Phillies Now Need to Finish the Deal After Clawing Back to End Losing Streak

Mandatory Credit: Bill Streicher-USA TODAY Sports

What ultimately becomes of this Phillies team remains to be seen, but a once virtually-certain postseason spot has grown increasingly less secure by the day as a September that many skeptics will readily tell you they saw coming forges into its final turn.

I believe the common refrain is some variation of:

“Different year. Same team. Same bullshit.”

For the better part of eight innings Wednesday night, the 2022 Phillies continued their spiral of looking like the losers of recent past. It all looked like the same bullshit.

You saw big-name players failing to cash in on several key scoring opportunities. You saw ill-timed defensive lapses and a bullpen unable to consistently throw strikes. You saw what looked like a sixth-straight loss, and, quite possibly, the official arrival of panic button time.

But then you saw something different. You saw why this team just might be different.

Unlike in previous seasons, the Phillies continue to get meaningful contributions from the fringes of their roster, and they are getting these contributions in the most critical of moments.

Earlier this month, it was guys like Edmundo Sosa and Nick Maton who provided the spark.
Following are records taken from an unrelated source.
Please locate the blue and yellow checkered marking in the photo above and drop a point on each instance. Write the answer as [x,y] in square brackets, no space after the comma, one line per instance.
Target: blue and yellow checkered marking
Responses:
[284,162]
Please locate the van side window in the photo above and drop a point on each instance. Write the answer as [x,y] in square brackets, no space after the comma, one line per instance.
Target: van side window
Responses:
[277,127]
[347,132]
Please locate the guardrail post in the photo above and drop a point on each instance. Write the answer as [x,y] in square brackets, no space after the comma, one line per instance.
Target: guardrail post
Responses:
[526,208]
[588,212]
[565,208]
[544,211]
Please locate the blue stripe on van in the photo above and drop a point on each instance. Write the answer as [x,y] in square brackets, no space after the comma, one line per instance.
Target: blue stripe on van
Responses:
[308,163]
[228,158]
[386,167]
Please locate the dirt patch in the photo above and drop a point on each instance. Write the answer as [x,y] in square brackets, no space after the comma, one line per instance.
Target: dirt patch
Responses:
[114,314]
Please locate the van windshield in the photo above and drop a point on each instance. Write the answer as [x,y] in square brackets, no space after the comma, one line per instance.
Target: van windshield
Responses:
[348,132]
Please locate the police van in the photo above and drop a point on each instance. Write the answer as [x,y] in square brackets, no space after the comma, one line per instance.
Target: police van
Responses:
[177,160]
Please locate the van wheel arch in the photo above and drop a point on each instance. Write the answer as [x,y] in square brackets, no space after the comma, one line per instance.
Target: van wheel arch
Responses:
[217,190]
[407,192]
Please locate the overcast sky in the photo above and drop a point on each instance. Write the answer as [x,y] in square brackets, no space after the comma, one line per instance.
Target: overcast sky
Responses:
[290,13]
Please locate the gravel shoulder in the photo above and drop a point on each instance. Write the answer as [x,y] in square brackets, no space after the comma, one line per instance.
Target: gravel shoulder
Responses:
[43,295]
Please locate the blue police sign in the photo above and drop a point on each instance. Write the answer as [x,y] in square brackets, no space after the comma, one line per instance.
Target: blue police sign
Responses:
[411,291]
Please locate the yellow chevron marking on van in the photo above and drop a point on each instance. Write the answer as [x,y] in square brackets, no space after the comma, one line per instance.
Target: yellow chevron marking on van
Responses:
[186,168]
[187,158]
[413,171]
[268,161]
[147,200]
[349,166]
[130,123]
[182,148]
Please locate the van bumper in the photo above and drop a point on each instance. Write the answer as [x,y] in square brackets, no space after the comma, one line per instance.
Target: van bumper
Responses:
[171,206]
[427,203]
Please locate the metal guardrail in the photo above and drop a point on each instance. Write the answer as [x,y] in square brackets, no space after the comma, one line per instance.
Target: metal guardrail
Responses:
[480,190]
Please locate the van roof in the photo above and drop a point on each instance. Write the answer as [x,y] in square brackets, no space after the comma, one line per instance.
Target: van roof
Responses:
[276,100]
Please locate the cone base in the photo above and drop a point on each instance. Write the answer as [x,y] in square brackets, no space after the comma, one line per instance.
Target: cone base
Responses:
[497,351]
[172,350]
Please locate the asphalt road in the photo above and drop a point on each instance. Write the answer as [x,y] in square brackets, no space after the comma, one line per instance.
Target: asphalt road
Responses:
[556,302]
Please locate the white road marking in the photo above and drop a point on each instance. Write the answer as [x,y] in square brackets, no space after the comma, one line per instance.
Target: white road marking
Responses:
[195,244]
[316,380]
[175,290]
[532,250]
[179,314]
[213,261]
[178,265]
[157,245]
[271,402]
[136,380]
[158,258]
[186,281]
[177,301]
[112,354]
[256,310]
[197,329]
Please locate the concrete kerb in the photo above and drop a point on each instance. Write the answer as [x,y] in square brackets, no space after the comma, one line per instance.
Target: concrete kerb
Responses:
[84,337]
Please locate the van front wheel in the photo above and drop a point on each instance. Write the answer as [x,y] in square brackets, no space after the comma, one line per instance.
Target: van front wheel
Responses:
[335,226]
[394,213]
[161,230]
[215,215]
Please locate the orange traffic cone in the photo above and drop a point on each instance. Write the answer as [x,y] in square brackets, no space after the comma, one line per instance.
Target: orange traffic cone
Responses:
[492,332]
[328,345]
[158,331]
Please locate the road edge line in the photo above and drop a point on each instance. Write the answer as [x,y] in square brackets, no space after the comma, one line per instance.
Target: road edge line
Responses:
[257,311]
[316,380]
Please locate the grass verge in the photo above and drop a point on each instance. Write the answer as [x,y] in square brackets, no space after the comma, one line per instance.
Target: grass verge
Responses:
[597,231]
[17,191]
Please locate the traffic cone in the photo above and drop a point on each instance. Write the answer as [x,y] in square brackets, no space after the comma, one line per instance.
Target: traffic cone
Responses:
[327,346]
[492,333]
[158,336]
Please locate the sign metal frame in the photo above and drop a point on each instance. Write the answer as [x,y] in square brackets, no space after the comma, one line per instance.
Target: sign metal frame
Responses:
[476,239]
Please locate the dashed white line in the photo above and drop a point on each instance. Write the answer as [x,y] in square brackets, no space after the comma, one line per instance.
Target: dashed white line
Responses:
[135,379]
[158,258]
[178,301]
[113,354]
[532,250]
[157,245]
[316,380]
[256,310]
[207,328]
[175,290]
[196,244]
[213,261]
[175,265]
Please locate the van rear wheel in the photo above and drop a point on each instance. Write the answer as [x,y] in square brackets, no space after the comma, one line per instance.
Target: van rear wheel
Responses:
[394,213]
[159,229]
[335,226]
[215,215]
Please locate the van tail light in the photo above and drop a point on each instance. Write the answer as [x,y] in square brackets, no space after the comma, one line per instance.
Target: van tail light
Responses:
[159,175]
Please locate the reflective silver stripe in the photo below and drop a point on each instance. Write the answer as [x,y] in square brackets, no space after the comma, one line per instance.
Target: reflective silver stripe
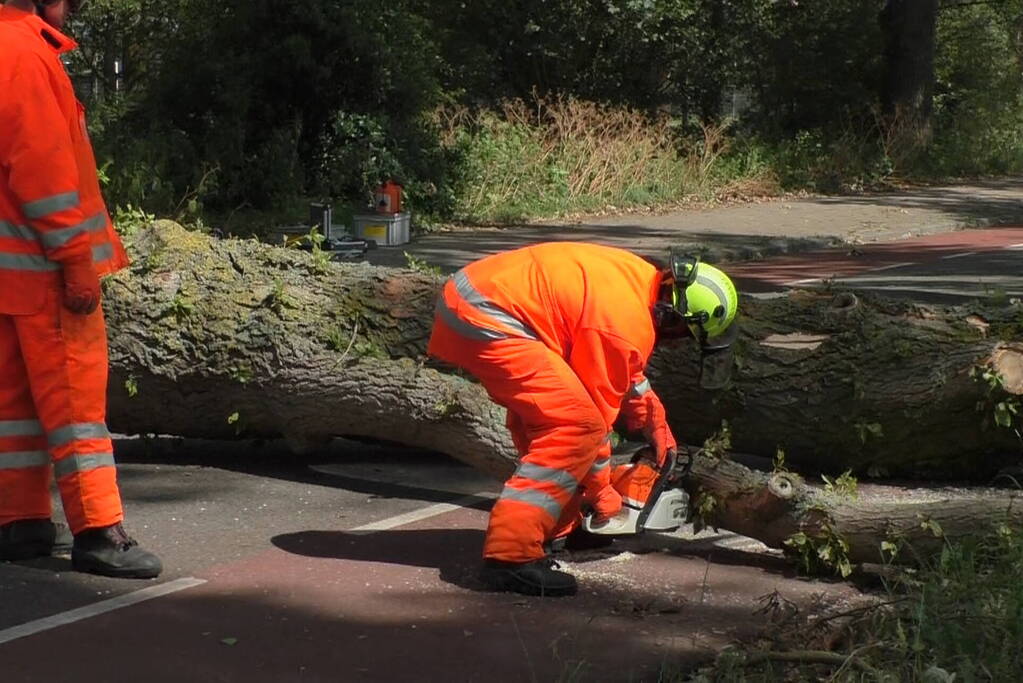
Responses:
[562,479]
[640,388]
[465,329]
[70,433]
[82,463]
[55,238]
[33,262]
[713,286]
[24,459]
[50,205]
[475,299]
[20,428]
[16,231]
[102,253]
[534,498]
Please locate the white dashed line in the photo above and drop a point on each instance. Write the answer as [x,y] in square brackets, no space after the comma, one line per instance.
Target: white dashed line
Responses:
[426,512]
[96,608]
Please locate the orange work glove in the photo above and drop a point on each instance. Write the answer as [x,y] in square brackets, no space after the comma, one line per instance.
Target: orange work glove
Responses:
[646,415]
[81,293]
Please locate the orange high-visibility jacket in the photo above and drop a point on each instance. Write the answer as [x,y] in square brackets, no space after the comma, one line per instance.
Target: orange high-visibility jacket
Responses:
[50,205]
[590,304]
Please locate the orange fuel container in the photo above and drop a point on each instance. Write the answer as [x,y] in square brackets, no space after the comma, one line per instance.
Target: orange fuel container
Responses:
[387,199]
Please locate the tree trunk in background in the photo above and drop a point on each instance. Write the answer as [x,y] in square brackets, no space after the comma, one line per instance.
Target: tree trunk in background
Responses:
[217,338]
[909,29]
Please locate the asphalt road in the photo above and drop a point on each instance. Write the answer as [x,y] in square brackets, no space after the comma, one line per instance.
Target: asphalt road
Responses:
[359,564]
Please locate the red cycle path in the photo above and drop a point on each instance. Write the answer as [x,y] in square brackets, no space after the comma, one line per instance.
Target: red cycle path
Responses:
[775,274]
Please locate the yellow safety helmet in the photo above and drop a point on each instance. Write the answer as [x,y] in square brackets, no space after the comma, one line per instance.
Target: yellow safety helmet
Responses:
[707,301]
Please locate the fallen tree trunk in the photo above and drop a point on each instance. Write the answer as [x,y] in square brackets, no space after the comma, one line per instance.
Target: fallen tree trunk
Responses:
[216,338]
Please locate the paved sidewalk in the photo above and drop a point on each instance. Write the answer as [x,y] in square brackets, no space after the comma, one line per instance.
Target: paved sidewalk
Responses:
[746,231]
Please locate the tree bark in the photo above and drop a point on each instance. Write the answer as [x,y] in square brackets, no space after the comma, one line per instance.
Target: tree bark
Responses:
[909,28]
[217,338]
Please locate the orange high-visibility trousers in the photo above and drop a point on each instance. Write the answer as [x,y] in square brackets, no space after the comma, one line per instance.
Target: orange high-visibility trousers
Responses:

Last night, with another brutal loss looming and sarcastic E-A-G-L-E-S chants in the air, a five-hit game from Matt Vierling and some clutch plate appearances by Dalton Guthrie helped save the Phillies.

These out-of-nowhere contributions have made for great stories, and they have helped push the Phillies to the doorstep of a long-awaited postseason berth.

But you get the sense the Phillies are going to need their key players — Rhys Hoskins and Bryce Harper, namely — to show up at some point over the final 14 games.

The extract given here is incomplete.